Have You Had Your Annual Checkup? The FTC Cracks Down on Inaccurate U.S.-EU Safe Harbor Claims

While the U.S.-EU “Safe Harbor” Framework for transferring data into the United States is hardly new — it was approved 15 years ago — the Federal Trade Commission has recently focused its enforcement efforts on companies that inaccurately represent their certification under the framework. The FTC has brought more than two dozen actions against companies in the past several months and recently announced proposed settlements with 13 more.

The U.S.-EU and U.S.-Swiss Safe Harbor Frameworks allow companies to transfer consumer data from the EU and Switzerland to the U.S. in compliance with the EU Data Protection Directive.
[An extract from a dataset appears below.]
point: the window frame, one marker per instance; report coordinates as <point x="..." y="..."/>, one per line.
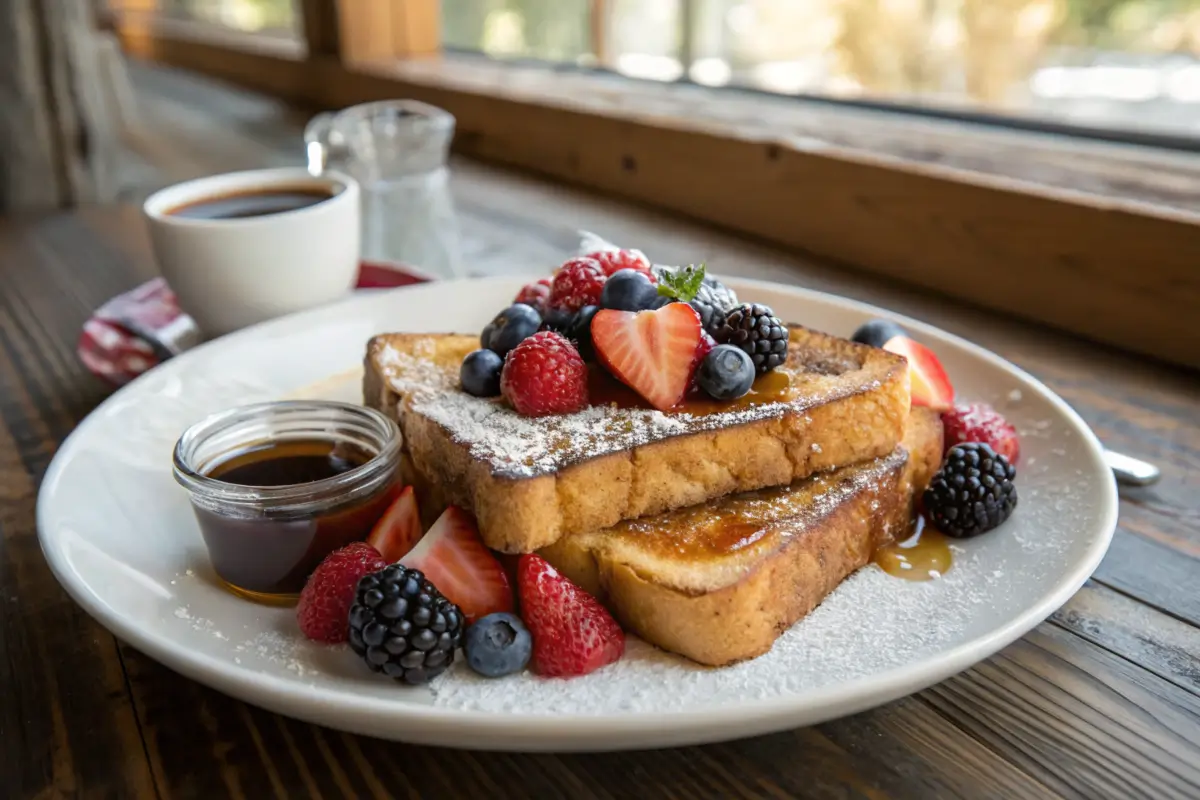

Companies that want to avail themselves of safe harbor status under these frameworks must ensure that their policies and practices satisfy the seven privacy principles required to meet the EU’s standard of “adequacy” in connection with data protection safeguards: notice, choice, onward transfer, security, data integrity, access and enforcement. Companies that self-certify with the U.S. Department of Commerce that they comply with the frameworks must renew that self-certification annually.

As with the previous enforcement actions, the FTC charged the 13 companies, which hail from a diverse range of industries, with violating Section 5 of the FTC Act by misrepresenting their safe harbor certifications. In about half of the cases, the companies had undertaken the self-certification process but failed to renew their status annually as required. In the other cases, the companies claimed that they were certified but had never applied for that status. The FTC’s proposed consent orders in this recent spate of cases prohibit future misrepresentations and impose additional reporting burdens on the settling companies; any violations of the consent orders can result, however, in monetary fines of up to $16,000 per violation.

The Commission’s enforcement history in recent months, including its action against Nomi Technologies (see our alert here), demonstrates an emphasis on accuracy in privacy policies — regardless of a company’s industry or size. Companies must ensure that their practices conform to their written policies — adopting a template policy can be dangerous, with the FTC demanding that all companies “practice what they promise.”

These recent cases serve as a reminder that companies must be conscientious not only in satisfying Safe Harbor Frameworks, but also in keeping certifications up to date. Experienced counsel can assist companies with navigating the data privacy landscape — and avoid potentially costly enforcement actions.